22 Haziran’da TCMB faiz kararını açıklayacak. 200 baz puan yada 2000 baz puan bu belirsizlik içinde bekliyoruz.
Hükümetin faizi sabit tutması durumunda piyasaların tepkisi nasıl olur?
ŞOK faiz artışlarının muhtemel sonuçlarından bahsettik ancak pas geçilmesi durumu olursa Türk Lirası’nda değer kaybı daha da hızlanacaktır, bunun karşılığında KKM tarafından hazinenin sırtındaki yük daha da ağırlaşacaktır. İhracatçı kesim bir süreliğine daha nefes alacaktır.
Böyle bir hamle sıfıra yakın bir ihtimal olarak konuşulsa bile faizin bu toplantıda pas geçilmesi Mehmet Şimşek’in net ifade ettiği irrasyonel ekonomi politikaların devam ettirildiği anlamına gelir bu da özellikle yabancı yatırımcı karşısında güvenilirliği yitirdiği anlamına gelir.
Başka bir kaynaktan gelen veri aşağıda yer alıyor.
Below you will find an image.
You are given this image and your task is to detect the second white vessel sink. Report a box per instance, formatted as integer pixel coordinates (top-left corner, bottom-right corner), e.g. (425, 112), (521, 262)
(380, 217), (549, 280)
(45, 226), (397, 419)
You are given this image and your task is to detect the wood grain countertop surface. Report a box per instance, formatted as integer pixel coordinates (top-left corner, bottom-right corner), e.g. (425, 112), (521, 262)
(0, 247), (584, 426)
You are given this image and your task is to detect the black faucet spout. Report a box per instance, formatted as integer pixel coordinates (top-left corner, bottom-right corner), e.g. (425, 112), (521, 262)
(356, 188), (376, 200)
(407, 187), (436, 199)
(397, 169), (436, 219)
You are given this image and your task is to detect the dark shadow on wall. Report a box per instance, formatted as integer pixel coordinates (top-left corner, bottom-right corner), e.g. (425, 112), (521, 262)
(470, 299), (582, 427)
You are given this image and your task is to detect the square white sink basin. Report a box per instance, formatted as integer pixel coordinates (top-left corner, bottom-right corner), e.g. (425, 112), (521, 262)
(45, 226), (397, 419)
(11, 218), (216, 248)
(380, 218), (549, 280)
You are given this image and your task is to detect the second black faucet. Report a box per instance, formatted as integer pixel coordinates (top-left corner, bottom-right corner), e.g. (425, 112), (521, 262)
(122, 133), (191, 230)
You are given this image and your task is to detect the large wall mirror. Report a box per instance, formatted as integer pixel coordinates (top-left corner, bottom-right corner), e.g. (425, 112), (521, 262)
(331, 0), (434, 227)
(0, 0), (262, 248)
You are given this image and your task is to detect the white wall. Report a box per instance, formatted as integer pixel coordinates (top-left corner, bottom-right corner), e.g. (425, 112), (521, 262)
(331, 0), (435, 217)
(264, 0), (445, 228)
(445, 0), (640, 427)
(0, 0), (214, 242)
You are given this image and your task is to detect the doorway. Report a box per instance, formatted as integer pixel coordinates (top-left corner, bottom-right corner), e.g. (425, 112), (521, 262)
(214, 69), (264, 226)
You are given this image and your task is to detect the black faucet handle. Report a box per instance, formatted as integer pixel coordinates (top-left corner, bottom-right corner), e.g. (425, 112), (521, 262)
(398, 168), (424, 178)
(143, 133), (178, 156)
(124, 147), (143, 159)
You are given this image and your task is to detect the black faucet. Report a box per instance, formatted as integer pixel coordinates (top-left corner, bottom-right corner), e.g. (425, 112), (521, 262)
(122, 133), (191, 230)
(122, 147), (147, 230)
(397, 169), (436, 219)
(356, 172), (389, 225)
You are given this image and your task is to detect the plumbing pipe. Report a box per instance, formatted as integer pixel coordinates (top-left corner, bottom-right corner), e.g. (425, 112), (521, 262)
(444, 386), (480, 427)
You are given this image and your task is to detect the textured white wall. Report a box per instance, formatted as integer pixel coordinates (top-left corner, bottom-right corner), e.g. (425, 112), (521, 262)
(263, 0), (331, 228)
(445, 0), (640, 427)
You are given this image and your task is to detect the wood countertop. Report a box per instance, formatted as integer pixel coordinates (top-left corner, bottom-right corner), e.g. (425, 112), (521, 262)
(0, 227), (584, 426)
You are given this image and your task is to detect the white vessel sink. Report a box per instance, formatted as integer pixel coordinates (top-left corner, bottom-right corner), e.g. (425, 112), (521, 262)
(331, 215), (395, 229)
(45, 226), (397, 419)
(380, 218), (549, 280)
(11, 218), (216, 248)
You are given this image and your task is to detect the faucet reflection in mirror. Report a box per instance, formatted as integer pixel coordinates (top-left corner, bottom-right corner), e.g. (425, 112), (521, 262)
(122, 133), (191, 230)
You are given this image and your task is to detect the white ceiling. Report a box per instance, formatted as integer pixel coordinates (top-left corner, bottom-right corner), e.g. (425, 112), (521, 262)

Bekle-gör politikası ile kademeli faiz artış süreci, maliye politikaları ile desteklenen, işsizlik rakamlarının kontrol altında tutulduğu yeni dönem beklentilere daha yakın duruyor. Bu da TCMB faiz kararında pas geçilme ihtimalini ve şok faiz artırımı ihtimalini düşük örmemize sebep oluyor.